In the coming months, the federal government will release a detailed plan for implementing more than a dozen recommendations to improve the security clearance...
In the coming months, the federal government will release a detailed plan for implementing more than a dozen recommendations to improve the security clearance process, the Obama administration’s management chief told an audience of government contractors Tuesday.
“As an administration, we are committed to making progress in this area and implementing changes as soon as practical,” said Beth Cobert, the Office of Management and Budget’s deputy director for management, in a speech to the Professional Services Council.
The government’s recommendations, which were included in an interagency report published by OMB last month, call for “continuous evaluation” of clearance-holders and strengthened oversight of the background-investigation process.
A hallmark of the plan is the development of common investigative standards across the government for both federal employees and contractors, Cobert said.
“National security is no less critical when the work is performed by contractors than when it is performed by federal employees and, frankly, the men and women who make up the contractor workforce are no less patriotic than their government counterparts,” she said.
Of the total 5.1 million people who hold security clearances — either confidential, secret or top secret — more than 1 million are contractors.
Continuous evaluation ‘not a simple thing to do’
Among the report’s most ambitious recommendations is augmenting the current practice of reinvestigating clearance holders every few years with a system for continuously evaluating cleared employees.
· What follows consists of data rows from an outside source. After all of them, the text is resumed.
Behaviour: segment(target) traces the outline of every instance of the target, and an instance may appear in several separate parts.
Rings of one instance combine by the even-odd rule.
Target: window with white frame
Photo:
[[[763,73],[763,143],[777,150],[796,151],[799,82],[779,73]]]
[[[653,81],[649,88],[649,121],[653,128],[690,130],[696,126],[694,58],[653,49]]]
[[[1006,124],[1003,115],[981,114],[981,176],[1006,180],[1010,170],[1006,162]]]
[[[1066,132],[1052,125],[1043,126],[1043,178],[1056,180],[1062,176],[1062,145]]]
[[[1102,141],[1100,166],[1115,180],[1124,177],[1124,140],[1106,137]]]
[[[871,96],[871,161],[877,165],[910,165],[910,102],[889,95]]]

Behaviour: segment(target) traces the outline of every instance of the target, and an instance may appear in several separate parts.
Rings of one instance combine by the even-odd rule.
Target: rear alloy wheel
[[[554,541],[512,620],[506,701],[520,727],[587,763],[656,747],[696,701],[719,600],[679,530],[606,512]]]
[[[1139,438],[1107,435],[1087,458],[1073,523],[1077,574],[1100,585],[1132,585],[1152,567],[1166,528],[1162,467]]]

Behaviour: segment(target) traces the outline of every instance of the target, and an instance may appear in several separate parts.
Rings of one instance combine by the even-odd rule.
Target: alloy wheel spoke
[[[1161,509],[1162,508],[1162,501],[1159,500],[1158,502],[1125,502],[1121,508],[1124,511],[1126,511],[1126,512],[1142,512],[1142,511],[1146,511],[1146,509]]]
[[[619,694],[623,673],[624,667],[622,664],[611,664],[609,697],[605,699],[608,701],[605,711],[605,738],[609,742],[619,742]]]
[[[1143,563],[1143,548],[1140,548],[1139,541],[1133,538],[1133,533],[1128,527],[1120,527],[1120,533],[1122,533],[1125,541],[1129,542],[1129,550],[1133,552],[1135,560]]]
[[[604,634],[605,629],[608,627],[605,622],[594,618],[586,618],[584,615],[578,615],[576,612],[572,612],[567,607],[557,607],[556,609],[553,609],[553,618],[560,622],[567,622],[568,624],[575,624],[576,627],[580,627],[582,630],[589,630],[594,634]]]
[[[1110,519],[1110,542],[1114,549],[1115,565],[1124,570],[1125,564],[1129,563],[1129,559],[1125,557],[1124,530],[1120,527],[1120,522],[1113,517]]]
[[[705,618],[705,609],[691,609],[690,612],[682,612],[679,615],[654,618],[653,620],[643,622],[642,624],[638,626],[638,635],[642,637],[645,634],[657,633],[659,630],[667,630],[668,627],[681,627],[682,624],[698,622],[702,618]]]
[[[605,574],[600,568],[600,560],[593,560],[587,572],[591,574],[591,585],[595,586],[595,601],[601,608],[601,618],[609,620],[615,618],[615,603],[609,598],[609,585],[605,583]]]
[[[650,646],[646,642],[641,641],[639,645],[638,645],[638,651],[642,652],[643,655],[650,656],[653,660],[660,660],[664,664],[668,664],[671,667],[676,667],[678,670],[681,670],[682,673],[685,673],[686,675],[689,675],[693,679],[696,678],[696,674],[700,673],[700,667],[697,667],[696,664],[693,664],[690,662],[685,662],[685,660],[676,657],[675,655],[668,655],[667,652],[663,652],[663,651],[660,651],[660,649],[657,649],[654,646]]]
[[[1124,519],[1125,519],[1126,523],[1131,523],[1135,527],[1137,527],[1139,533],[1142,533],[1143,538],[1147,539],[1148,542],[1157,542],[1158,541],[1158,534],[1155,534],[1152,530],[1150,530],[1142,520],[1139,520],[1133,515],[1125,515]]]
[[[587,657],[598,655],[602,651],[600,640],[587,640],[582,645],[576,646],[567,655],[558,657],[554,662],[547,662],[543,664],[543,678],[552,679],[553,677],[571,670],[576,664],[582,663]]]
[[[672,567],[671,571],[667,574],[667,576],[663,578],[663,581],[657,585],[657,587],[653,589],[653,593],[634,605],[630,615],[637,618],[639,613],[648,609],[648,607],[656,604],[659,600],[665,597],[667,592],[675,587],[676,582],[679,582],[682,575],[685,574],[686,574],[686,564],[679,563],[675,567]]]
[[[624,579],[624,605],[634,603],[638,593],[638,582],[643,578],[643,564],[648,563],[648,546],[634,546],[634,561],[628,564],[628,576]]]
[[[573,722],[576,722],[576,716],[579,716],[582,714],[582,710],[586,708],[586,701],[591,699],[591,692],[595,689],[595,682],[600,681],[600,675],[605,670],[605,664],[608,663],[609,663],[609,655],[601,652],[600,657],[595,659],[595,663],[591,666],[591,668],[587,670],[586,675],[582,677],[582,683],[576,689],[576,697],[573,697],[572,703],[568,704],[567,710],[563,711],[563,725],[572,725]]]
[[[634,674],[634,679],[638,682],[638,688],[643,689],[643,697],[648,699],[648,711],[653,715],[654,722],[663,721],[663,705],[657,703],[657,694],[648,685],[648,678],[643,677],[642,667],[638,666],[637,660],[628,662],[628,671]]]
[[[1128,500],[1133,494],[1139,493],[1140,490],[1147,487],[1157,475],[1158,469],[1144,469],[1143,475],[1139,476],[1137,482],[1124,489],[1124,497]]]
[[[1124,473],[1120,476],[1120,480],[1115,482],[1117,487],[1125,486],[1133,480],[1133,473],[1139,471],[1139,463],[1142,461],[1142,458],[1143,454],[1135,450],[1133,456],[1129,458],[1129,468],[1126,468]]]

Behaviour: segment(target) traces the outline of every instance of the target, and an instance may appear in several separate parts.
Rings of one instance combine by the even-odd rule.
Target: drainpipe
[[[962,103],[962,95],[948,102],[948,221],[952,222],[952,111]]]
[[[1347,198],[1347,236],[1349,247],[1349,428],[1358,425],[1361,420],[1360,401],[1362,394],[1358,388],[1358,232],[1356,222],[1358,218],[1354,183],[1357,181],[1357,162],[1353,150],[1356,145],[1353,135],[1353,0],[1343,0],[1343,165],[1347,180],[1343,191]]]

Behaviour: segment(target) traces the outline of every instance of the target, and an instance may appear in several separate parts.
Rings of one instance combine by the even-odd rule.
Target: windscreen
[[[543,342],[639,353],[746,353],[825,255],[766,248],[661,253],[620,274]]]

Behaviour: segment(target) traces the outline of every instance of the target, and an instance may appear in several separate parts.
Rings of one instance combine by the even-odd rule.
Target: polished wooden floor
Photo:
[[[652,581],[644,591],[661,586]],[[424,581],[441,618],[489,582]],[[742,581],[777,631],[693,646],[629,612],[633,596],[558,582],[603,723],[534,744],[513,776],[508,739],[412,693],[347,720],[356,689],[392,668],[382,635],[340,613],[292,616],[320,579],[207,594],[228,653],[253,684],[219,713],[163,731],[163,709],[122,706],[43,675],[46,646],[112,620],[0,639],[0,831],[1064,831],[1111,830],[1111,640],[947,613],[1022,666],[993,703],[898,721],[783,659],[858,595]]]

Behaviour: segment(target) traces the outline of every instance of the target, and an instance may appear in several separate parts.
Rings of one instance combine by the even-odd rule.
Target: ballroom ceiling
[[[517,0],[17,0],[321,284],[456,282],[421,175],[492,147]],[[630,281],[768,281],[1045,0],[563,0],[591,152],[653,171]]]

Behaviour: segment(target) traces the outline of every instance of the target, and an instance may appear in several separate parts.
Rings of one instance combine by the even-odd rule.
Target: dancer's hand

The new system would regularly pull in automated data checks from a variety of sources, including credit checks, personnel files, even an employee’s social media account to identify potential issues in near real-time.
But the new system will require the build-up of expensive, cross-agency IT systems.
The Defense Department is currently testing the concept in a series of pilot programs. But, “currently there is no governmentwide capability, plan or design” for rolling it out more broadly, OMB’s report concluded.
Even so, the administration wants the intelligence community to launch an initial version of the new system for the most sensitive clearance holders by September. Implementation of the system for the entire population of cleared personnel won’t happen until 2016.
“The concept is the right one,” Cobert said. “The implementation needs to be done in a precise way. And we need to be able to do it at scale effectively. And that’s not a simple thing to do.”
Cobert: Clearances a top priority
In her role at OMB, Cobert oversaw the government’s 120-day review of the clearance process ordered by President Barack Obama following the shooting at the Washington Navy Yard last September in which Navy IT contractor Aaron Alexis shot and killed 12 coworkers.
The Security and Suitability Performance Accountability Council, or PAC, which Cobert also chairs, is tasked with implementing the report’s recommendations. The Office of Personnel Management and the Office of the Director of National Intelligence also sit on the council.
The PAC was instrumental in improving the timeliness of background investigations, helping to wipe out a backlog of hundreds of thousands of pending investigations and getting employees and contractors cleared and on the job faster. However, the White House report Cobert helped draft said the PAC had slacked off in recent years and that council needed “a more active posture to achieve and sustain successful reforms.”
Cobert said security clearances and other elements of the President’s second-term management agenda are at the top of her priority list at OMB.
“We have made clear commitments to the President and to the American people to deliver against those,” she said. “I know that I, personally, as well as the other folks are being held accountable for those and, in my mind, there’s no escaping those under any scenario.”